Sul fronte della tutela on line, innanzitutto dei minori, l’anno trascorso ha registrato un rilevante intervento nei confronti di Tik Tok, la piattaforma usata soprattutto da giovanissimi per condividere video e immagini. Il Garante ha chiesto e ottenuto misure per la verifica dell’età di chi si iscrive alla piattaforma al di sotto dell’età minima prevista e ha lanciato una campagna informativa, insieme a Telefono azzurro, per richiamare i genitori a vigilare sull’iscrizione dei propri figli ai social network.

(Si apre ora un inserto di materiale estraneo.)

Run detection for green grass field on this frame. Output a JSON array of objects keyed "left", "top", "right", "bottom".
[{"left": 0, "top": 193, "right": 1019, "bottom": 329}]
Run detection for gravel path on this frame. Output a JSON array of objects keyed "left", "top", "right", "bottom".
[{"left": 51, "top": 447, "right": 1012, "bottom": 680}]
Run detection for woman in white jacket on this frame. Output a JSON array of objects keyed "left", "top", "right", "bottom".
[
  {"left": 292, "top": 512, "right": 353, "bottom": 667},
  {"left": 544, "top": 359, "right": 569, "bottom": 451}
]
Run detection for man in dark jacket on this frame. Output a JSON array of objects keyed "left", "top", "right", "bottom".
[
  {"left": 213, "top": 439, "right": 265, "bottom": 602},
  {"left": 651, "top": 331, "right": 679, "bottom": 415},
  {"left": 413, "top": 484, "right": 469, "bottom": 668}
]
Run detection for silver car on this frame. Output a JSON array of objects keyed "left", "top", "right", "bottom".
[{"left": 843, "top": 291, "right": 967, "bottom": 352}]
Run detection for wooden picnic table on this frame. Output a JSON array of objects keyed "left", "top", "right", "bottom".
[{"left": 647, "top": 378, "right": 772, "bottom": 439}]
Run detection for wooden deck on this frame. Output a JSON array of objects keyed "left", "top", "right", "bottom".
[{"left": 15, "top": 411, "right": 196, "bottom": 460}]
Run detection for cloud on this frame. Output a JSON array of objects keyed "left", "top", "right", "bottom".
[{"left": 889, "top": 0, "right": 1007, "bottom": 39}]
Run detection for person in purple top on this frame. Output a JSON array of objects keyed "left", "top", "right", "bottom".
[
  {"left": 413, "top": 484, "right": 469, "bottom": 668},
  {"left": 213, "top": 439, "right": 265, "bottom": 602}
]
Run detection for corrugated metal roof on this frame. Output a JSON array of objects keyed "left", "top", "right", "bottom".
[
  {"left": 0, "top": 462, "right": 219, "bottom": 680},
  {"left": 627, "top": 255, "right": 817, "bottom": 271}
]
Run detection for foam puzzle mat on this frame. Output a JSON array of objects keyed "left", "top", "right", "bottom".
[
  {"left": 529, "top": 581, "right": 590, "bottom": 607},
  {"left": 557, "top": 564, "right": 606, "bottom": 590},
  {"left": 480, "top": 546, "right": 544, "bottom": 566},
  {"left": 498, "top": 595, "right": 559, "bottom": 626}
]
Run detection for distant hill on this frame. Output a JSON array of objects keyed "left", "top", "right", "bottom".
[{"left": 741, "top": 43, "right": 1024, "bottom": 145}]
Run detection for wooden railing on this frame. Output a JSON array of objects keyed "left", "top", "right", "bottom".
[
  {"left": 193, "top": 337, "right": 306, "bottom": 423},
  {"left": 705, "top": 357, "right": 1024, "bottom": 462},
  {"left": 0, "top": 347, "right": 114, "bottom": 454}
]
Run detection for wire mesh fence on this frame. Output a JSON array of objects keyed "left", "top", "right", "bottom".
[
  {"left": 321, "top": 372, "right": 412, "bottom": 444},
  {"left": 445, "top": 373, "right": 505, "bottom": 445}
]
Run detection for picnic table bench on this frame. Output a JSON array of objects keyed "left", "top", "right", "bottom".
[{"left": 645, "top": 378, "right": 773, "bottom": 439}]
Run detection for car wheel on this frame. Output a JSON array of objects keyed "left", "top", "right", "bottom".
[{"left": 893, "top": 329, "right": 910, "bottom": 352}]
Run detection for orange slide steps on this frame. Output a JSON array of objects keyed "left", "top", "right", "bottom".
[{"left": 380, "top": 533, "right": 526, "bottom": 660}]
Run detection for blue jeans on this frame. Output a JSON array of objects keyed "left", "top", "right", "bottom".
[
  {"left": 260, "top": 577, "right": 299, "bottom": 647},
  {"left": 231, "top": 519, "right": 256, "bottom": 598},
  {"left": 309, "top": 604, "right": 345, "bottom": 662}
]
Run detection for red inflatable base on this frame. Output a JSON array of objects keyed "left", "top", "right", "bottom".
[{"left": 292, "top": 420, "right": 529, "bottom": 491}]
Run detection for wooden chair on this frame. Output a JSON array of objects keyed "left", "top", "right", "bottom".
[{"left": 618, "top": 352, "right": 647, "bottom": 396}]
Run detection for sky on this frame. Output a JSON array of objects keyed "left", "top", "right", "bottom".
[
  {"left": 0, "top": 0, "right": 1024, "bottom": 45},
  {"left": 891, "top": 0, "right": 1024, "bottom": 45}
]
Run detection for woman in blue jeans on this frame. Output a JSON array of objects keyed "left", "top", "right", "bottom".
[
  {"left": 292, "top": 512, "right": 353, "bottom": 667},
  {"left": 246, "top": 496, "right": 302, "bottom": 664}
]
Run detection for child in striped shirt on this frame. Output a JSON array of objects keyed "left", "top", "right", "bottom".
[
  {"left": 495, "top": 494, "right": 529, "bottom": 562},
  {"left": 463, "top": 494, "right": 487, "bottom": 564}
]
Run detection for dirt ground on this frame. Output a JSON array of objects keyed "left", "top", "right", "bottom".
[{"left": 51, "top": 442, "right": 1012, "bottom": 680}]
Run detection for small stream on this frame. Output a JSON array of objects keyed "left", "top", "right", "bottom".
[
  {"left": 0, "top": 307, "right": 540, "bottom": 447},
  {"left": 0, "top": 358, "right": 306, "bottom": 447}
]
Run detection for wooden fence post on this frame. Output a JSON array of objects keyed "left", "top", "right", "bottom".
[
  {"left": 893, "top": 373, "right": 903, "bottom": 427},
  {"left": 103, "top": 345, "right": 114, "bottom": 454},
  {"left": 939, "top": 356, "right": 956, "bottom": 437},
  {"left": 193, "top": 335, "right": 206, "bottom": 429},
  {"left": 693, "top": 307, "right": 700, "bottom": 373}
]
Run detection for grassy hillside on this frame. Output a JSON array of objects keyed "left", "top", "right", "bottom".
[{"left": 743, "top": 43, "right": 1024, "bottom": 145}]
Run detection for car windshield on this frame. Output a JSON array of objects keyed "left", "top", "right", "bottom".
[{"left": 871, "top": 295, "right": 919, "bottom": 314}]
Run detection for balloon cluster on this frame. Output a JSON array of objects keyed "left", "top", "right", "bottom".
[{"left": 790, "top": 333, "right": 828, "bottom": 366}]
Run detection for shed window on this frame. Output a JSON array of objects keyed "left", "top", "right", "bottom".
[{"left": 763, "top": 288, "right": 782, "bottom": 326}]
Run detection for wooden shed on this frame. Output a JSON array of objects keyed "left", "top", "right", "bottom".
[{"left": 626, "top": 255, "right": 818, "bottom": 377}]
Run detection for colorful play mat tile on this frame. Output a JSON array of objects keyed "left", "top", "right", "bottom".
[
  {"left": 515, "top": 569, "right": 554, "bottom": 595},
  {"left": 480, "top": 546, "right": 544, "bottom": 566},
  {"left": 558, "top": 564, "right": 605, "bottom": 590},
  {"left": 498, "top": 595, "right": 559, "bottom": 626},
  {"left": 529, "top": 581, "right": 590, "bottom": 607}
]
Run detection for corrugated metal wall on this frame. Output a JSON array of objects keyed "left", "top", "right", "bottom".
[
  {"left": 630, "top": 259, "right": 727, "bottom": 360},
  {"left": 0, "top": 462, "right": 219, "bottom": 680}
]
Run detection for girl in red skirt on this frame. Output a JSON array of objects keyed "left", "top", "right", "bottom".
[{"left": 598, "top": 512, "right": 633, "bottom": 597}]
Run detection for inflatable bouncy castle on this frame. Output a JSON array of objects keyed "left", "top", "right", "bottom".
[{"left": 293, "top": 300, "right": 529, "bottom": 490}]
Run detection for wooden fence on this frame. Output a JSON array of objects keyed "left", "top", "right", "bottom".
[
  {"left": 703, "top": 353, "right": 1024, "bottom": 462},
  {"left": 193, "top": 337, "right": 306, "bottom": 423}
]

Istruttorie e accertamenti sono state avviati riguardo al fenomeno del deep nude (applicazioni in grado di manipolare le foto di soggetti vestiti, sostituendole con immagini di nudo create artificialmente); alla poca chiarezza dell’informativa di Whatsapp, all’uso di dati biometrici da parte di Clubhouse (un social che offre chat vocali) e alle modalità di funzionamento da Clearview, società specializzata in riconoscimento facciale che acquisisce dati sul web. Per contrastare il fenomeno del revenge porn il Garante ha attivato un canale di emergenza per aiutare le persone che temono la diffusione di foto o video intimi senza il loro consenso.

 

CYBERBULLISMO

Il Garante ha inoltre fornito indicazioni su come difendersi dai software dannosi, in particolare dai ransomware, i programmi informatici che prendono “in ostaggio” un dispositivo elettronico. Una minaccia, questa, che si è particolarmente diffusa nell’epoca del Covid-19 con molte più persone e per molto più tempo connesse online.

E’ proseguito il lavoro svolto per assicurare la protezione dei dati on line, in particolare riguardo ai possibili rischi connessi all’uso degli assistenti digitali, installati sui nostri smartphone o presenti nelle nostre case.

 

CONSUMATORI

Sul fronte della tutela dei consumatori il Garante è intervenuto contro il telemarketing aggressivo con l’applicazione di pesanti sanzioni (per un importo complessivo di 57 milioni di euro nel solo 2020), la maggior parte delle quali riguardano utilizzo senza consenso dei dati degli abbonati. L’attività di accertamento ha consentito di fare emergere una sorta di “sottobosco” di sub-fornitori, che operano spesso in condizioni di illegittimità.